Si alguna vez conoces a alguien que nunca ha creído que actuase injustamente, que no se pregunta sobre el valor de sus actos, es muy probable que estés ante un tipo que, si las circunstancias se lo permiten, no dudará en descargar su arma sobre tu frente en el pacífico nombre de la verdad.
La palabra misma es un señuelo. Aún lo llamamos verdad, pero solo es conveniencia. Tennessee Williams lo dijo mejor: “Todos nos utilizamos unos a otros, y luego lo llamamos amor”. Lo llamamos amor o verdad, pero es otra cosa.

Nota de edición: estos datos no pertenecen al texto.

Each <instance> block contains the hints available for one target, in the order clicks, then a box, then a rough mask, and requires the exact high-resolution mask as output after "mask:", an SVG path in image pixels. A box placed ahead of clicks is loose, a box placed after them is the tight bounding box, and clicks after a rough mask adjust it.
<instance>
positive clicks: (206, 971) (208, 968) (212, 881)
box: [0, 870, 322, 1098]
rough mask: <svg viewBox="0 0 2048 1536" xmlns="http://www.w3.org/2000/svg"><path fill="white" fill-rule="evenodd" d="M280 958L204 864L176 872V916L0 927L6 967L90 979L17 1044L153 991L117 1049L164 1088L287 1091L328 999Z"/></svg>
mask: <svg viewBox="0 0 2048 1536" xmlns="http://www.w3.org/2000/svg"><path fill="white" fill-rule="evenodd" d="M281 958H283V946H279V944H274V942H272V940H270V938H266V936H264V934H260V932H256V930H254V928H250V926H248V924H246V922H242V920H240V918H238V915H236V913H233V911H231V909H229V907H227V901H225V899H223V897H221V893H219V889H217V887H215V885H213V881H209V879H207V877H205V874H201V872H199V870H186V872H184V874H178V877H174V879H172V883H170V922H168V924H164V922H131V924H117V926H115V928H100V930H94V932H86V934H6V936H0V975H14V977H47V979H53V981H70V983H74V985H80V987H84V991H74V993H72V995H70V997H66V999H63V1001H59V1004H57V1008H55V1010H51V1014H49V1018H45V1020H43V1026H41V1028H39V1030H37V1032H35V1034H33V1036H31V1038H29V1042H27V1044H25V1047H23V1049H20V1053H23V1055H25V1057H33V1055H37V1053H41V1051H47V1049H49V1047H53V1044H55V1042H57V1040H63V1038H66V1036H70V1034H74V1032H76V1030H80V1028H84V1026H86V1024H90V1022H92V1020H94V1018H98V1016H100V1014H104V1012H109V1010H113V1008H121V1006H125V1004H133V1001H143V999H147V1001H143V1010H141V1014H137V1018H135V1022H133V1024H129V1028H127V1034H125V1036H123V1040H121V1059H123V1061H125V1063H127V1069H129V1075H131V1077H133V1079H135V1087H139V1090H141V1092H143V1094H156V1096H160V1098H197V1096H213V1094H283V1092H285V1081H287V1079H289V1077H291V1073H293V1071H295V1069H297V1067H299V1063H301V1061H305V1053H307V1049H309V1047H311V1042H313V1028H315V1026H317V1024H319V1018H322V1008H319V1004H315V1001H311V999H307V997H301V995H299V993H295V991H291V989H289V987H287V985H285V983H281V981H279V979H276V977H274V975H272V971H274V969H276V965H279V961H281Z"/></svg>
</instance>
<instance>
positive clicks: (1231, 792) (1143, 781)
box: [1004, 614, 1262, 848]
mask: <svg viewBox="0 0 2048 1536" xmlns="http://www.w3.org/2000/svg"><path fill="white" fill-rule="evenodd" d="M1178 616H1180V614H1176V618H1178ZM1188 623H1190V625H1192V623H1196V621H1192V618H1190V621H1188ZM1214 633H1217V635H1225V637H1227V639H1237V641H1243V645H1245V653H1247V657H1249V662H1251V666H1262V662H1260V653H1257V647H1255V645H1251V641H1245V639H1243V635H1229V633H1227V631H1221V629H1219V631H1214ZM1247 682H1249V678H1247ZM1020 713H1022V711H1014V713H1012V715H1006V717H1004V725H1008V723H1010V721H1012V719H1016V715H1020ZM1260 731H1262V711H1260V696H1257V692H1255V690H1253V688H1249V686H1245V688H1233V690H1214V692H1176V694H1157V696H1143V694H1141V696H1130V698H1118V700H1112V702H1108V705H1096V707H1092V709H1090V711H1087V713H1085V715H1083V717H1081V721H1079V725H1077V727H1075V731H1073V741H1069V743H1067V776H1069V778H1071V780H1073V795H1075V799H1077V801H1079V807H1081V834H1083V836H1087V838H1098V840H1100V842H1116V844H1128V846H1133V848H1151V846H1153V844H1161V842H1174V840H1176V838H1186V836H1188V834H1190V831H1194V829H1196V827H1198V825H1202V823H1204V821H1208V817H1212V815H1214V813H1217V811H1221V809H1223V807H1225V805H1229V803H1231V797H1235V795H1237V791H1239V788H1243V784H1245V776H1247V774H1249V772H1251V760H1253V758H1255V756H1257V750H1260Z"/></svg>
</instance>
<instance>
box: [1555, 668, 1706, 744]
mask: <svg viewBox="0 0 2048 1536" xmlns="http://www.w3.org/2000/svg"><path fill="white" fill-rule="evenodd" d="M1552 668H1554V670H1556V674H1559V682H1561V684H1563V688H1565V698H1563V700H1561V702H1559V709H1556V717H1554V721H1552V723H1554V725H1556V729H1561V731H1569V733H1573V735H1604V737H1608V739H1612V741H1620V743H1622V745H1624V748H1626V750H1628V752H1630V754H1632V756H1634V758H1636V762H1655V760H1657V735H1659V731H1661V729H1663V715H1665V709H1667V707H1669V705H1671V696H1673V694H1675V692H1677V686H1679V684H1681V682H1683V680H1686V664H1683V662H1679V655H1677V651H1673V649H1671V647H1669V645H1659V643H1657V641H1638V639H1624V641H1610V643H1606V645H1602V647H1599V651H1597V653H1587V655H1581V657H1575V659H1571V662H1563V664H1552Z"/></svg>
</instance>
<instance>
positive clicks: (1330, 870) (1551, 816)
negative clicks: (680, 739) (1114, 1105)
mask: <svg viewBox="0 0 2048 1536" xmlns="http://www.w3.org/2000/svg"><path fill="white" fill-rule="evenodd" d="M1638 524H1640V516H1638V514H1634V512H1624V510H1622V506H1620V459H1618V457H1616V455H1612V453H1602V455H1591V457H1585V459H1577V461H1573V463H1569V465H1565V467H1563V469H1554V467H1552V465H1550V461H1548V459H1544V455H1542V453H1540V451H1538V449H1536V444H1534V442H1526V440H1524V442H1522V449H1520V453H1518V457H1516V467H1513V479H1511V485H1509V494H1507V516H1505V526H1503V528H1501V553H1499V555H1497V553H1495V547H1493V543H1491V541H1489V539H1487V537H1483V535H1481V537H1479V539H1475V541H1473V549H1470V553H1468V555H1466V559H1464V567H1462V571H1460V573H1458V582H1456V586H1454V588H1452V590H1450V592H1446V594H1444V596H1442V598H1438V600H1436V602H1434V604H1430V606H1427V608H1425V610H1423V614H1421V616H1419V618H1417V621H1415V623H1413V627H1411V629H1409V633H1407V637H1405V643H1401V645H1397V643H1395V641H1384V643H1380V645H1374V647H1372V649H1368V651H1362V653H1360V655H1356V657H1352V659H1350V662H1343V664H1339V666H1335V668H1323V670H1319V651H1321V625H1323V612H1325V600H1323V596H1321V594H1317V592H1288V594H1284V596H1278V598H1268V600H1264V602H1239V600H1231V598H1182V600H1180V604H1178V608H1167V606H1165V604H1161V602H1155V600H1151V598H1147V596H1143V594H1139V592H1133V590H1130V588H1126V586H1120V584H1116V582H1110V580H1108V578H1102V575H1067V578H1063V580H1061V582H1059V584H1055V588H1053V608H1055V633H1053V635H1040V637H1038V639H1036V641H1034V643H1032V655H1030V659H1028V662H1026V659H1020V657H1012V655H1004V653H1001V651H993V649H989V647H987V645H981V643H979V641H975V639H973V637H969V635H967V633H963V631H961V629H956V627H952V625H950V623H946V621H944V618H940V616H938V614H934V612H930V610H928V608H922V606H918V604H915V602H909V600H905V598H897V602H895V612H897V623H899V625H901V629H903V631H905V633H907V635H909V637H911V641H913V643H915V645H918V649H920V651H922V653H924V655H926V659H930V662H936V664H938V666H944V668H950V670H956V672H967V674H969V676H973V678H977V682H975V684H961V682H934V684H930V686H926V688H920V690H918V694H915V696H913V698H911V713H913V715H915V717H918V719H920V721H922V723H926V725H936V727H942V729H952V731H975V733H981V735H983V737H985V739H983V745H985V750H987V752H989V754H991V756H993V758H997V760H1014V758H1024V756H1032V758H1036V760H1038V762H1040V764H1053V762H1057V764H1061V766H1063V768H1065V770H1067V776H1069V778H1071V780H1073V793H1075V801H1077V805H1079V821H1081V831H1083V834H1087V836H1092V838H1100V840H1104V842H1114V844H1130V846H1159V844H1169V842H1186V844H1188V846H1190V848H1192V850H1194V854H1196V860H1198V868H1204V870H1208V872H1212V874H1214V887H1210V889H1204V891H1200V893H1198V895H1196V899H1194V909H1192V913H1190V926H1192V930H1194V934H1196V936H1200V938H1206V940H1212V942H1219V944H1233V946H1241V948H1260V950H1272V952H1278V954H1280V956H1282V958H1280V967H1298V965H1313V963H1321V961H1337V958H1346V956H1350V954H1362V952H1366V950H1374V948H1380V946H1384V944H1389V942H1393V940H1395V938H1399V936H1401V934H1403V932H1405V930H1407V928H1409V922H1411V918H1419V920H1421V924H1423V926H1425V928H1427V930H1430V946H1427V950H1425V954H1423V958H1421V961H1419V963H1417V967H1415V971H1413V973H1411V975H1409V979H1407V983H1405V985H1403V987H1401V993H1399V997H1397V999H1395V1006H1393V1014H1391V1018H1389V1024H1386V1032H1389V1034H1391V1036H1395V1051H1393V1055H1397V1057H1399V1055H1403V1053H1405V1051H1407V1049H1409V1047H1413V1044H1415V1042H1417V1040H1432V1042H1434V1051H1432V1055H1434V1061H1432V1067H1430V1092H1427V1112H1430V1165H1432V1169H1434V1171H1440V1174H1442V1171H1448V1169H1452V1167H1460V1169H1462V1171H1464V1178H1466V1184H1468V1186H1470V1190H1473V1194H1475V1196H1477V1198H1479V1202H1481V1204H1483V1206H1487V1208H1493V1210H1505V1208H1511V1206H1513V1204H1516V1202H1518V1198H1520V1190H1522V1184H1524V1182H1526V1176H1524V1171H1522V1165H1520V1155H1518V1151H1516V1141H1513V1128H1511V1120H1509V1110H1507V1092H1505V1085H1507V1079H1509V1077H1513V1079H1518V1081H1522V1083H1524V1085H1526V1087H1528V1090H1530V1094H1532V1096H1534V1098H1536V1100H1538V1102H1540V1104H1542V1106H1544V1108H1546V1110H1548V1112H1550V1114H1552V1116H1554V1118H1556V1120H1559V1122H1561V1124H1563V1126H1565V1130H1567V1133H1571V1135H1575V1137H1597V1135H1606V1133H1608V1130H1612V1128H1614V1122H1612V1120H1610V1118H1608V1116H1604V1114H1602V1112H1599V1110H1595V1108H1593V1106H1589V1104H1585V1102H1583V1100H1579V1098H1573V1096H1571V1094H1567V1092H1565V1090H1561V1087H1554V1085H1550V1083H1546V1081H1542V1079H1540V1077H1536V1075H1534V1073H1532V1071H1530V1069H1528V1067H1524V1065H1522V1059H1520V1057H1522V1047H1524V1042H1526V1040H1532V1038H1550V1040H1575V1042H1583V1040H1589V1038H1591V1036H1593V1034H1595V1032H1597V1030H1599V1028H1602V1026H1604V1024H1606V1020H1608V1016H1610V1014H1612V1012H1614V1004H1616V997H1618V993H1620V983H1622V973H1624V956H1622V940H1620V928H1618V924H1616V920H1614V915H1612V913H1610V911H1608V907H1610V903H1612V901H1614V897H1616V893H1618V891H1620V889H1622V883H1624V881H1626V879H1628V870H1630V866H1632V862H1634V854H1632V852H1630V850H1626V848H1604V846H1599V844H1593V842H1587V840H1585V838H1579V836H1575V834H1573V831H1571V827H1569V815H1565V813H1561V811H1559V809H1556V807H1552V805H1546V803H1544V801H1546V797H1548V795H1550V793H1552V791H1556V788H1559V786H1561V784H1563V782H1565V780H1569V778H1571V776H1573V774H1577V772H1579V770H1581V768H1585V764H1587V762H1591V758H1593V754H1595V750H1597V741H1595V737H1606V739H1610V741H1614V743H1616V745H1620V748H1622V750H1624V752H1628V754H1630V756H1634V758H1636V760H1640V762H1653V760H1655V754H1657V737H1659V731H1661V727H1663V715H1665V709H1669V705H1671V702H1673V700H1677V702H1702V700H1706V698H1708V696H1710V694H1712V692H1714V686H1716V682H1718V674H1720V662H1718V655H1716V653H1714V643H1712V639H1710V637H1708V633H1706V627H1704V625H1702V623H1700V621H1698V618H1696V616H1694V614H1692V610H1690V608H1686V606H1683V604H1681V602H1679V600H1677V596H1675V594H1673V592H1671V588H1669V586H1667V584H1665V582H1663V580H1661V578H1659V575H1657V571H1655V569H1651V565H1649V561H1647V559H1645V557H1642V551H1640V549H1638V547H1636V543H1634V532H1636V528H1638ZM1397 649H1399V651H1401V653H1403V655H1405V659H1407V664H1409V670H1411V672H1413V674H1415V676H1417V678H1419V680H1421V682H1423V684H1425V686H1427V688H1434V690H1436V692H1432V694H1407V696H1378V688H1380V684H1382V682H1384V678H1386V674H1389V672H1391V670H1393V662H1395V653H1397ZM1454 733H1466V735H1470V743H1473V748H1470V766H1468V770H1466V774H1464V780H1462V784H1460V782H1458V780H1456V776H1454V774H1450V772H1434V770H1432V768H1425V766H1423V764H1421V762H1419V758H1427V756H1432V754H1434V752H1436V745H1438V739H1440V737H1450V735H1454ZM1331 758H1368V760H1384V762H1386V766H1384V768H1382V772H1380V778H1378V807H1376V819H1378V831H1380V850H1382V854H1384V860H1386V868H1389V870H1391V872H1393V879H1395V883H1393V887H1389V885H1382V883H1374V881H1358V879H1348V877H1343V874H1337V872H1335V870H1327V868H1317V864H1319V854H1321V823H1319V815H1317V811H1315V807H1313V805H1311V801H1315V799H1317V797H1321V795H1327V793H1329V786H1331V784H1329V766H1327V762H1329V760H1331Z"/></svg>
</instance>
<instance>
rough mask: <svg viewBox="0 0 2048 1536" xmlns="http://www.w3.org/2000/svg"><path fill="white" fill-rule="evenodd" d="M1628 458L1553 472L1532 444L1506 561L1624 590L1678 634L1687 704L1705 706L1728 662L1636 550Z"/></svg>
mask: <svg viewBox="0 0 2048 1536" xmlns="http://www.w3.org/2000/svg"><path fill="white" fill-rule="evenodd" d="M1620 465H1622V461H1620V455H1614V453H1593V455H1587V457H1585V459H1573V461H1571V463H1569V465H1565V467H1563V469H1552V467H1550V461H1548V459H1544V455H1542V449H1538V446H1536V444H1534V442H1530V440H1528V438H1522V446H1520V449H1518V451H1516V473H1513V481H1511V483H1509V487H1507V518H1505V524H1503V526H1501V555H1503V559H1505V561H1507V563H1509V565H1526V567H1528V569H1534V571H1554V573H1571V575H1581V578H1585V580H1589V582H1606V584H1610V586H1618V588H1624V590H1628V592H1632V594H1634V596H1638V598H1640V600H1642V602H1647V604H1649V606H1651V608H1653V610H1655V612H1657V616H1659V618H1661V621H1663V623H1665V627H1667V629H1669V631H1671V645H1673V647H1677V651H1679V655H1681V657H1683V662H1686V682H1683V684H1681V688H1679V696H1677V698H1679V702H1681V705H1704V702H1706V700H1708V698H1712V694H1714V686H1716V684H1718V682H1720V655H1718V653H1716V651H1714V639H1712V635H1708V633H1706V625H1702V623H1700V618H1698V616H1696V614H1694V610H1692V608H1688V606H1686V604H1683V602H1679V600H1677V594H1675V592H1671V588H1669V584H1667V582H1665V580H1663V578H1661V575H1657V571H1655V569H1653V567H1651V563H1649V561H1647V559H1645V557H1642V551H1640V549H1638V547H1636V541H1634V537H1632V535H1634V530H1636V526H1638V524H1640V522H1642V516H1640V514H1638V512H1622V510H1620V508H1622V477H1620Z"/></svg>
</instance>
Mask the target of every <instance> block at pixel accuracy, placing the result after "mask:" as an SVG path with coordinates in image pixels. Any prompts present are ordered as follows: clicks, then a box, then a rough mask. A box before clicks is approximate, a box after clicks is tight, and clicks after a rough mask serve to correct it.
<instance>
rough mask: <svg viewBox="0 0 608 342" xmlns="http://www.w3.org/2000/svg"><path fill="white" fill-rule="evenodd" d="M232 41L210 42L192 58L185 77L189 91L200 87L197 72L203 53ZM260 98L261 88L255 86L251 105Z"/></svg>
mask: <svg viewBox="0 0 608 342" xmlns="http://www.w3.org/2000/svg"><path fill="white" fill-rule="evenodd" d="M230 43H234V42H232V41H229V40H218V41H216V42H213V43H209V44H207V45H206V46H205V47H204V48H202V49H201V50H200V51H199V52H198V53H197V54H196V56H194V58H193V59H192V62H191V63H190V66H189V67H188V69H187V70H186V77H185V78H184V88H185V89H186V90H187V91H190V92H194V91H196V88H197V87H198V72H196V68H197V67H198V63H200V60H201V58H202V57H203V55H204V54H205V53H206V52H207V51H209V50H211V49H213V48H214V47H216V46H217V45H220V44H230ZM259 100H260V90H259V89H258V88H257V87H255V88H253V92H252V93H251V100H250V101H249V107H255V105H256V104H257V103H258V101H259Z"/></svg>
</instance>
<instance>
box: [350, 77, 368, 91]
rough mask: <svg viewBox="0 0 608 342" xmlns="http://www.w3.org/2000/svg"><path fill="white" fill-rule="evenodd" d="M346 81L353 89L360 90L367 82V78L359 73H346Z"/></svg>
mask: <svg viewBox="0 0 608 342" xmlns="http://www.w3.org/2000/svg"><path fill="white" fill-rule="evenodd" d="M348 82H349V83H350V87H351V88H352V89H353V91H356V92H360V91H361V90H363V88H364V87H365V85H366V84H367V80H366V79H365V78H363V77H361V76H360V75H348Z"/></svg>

Solo puedo entonces escuchar a quienes han seguido un largo proceso hasta el descreimiento. Llámalo también grieta, llámalo torcedura. Algo que se dobla, que duele y que muestra su interior: su debilidad. Están endurecidos por los espejismos y los discursos, por las leyes, los ídolos y las estatuas que caen y se levantan con la misma facilidad que los muñecos en una barraca de feria. Por eso solo puedo sonreír cuando alguien defiende una estética como quien se pone un traje nuevo para ocultar las miserias de su cuerpo.
Escucho al Kertész de Kaddish por el hijo no nacido, porque no quiere llevarme hacia ningún templo, porque su desconfianza tiembla y se riza cuando escribe, porque no quiere que nadie crea en él.
Escucho a Abbas Beydoun porque sabe deshacerse de toda solemnidad, porque se tropieza y cae, porque se equivoca una y otra vez, de esa forma en que la poesía acierta hoy, a través del error, al aceptar que el poeta es alguien que se aferra a objetos diminutos, a ideas innecesarias, a todo lo que se desprende del idioma y nadie entiende como poesía. Leo Un minuto de retraso sobre lo real y veo a alguien que se aleja de su tradición, o como defiende su traductora, Luz Gómez García, sigue la “tradición de la traducción”. Observa Beydoun a su país, el Líbano, con una conmovida frialdad, como quien necesita evitar el antiguo engaño de su educación para poder verse en el espejo como se vería un extranjero.
Escucho a Montale, que nos aseguraba que su generación había hecho todo lo posible por empeorar el mundo, que vivir al cinco por ciento es suficiente, que no aumentemos la dosis, que a todos nos conviene ser insecto, que solo sabemos lo que no somos, lo que no queremos.